Bastiat, le premier à peu près des économistes, entre en ligne contre l’idée socialiste. Ses confrères suivent la même marche que lui dans l’attaque et la défense. Tous essaient de remonter aux premiers exemples du prêt à intérêt et procèdent par historiettes démonstratives, par petits romans économiques où se montrent les rudiments du mécanisme capitaliste. Fausseté et ridicule de ces anecdotes qui mêlent les temps, les idées, et ne mettent en avant que des suppositions dénuées de sens, des hypothèses inadmissibles et absurdes.

Tous les anciens économistes ont laissé de côté la question de légitimité de la rente. Cette question est récente et ne date guère, pour le public, que de l’année 1848.

Bastiat s’en est emparé et en a fait le texte de ses polémiques contre Proudhon, le joûteur socialiste de l’époque. Les arguments de ses confrères ne diffèrent pas des siens, quelle qu’en soit la forme. On peut donc, sur ce chapitre de l’intérêt, réfuter dans la personne de Bastiat toute l’économie politique.

Du reste, la forme de l’apologue, qu’il emploie pour démontrer la légitimité de l’usure, à été usitée aussi par d’autres. Ils sen servent avec assurance, on peut dire avec présomption.
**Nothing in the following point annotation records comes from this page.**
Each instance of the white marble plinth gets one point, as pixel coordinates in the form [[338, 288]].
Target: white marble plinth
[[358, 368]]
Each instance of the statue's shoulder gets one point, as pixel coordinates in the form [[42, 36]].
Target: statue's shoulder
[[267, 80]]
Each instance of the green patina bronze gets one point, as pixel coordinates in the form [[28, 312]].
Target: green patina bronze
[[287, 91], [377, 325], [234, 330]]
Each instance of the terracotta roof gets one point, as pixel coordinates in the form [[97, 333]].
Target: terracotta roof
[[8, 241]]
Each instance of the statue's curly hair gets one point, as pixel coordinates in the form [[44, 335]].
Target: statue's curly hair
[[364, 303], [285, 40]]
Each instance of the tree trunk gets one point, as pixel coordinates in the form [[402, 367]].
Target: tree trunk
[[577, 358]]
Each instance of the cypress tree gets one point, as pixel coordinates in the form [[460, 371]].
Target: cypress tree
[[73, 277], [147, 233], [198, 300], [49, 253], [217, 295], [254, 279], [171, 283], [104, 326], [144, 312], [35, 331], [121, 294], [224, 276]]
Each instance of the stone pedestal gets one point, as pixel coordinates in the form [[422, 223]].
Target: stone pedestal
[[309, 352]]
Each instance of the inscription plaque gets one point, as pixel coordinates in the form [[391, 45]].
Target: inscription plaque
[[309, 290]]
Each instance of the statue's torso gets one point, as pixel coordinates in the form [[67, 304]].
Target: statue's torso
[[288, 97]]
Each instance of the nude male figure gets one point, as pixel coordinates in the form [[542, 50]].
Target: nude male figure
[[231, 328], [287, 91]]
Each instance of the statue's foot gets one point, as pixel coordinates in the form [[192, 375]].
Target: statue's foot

Ils semblent se croire irréfutables et traitent leurs adversaires avec des façons de grands seigneurs envers la roture. Bastiat notamment se pose avec une outrecuidance assez risible. Il craint, dans son argumentation, qu’on ne l’accuse d’enfoncer des portes ouvertes, tant il se trouve foudroyant.


LE RABOT DE JACQUES

« Jacques échange d’abord son rabot contre de l’argent, Il prête l’argent à Guillaume, et Guillaume échange l’argent contre une scie. La transaction s’est décomposée en deux facteurs. Mais elle n’a pas pour cela changé de nature. Elle ne contient pas moins tous les éléments du prêt direct. » (Bastiat, tome V, page 54.)

Là est le sophisme et le mensonge. Le numéraire cesse d’être ce qu’il doit être, un simple instrument d’échange. Il quitte ce rôle bienfesant pour en prendre un nuisible. D’ami il se fait ennemi ; de bienfait, fléau. D’auxiliaire il devient obstacle ; d’assistance, entrave. Cette métamorphose s’opère dans son passage par les mains de Jacques, qui se sert de l’écu qu’il tient pour rançonner son voisin. Car, il ne l’échange pas au pair contre un produit de valeur égale, comme on avait fait pour lui en remplaçant son produit par l’écu. Il obtient, au bout de l’an, soit le produit de Guillaume de valeur égale au sien, avec un boni, un surplus, soit la même somme de numéraire, avec un excédent d’un vingtième. Son devoir était d’acheter, avec son écu, un produit égal en valeur à celui qu’il avait vendu lui-même, un écu. Il a retenu méchamment le numéraire qu’il devait rendre à la circulation par l’opération complémentaire de l’échange, savoir le troc de l’écu contre un produit de valeur égale au premier. S’il ne voulait pas procéder immédiatement à ce troc, libre à lui de choisir son heure, pourvu qu’il remplit la condition loyale et juste de l’échange, la parité entre les deux valeurs échangées par l’intermédiaire de l’écu.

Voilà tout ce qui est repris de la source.